26th Conference on Hurricanes and Tropical Meteorology

Thursday, 6 May 2004: 8:30 AM
Convective self-aggregation in large cloud-resolving model simulations of radiative convective equilibrium
Napoleon I Room (Deauville Beach Resort)
Christopher S. Bretherton, University of Washington, Seattle, WA; and M. F. Khairoutdinov
We examine convective self-aggregation in 15-18 day long cloud-resolving model simulations of radiative convective equilibrium (RCE) using a large domain of 1200 km x 1200 km with 3 km horizontal resolution over a fixed SST of 300 K. In our control simulation, interactive radiative heating and surface turbulent fluxes are used. After five days, convection begins to self-aggregate into coherent fluctuations of wavelength several hundred kilometers in which water vapor path, precipitation, reduced OLR, and enhanced surface fluxes covary. These fluctuations grow with an e-folding timescale of about 5 days. Unlike previous simulations in a smaller channel-shaped domain by Tompkins, the perturbations do not propagate.

We do similar simulations in which we horizontally average the radiative and/or turbulent fluxes before applying them to the model prognostic variables. We find that interactive radiation, but not interactive surface fluxes, are required for the mesoscale self-aggregation to develop. This is also in contrast to Tompkins, who obtained self-aggregation with interactive surface fluxes but fixed radiation.

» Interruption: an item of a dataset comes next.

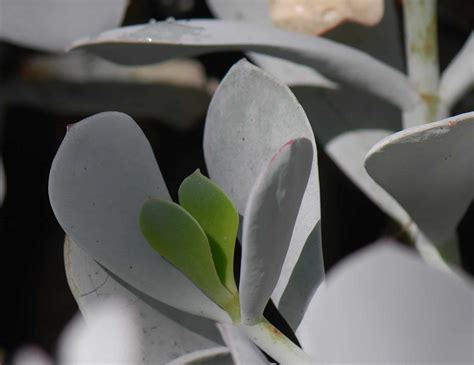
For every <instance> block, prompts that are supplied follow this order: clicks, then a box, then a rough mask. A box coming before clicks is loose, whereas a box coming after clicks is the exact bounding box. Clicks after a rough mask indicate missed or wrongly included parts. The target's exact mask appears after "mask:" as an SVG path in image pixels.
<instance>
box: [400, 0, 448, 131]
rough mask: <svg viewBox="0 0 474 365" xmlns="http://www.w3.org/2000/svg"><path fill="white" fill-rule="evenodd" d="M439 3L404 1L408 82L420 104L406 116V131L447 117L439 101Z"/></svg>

We propose a simple mathematical model of the self-aggregation instability based on modeling of the moist static energy budget of atmospheric columns of mesoscale horizontal extent. The instability depends strongly on the vertical structure of the convection and in particular the ability of moderately precipitating congestus-dominated convection to import more moist static energy as precipitation increases. As convection intensifies and deepens, the heavily precipitation regions start to develop a more top-heavy profile of convective mass flux that induces horizontal export of moist static energy and provides a brake on the further development of self-aggregation.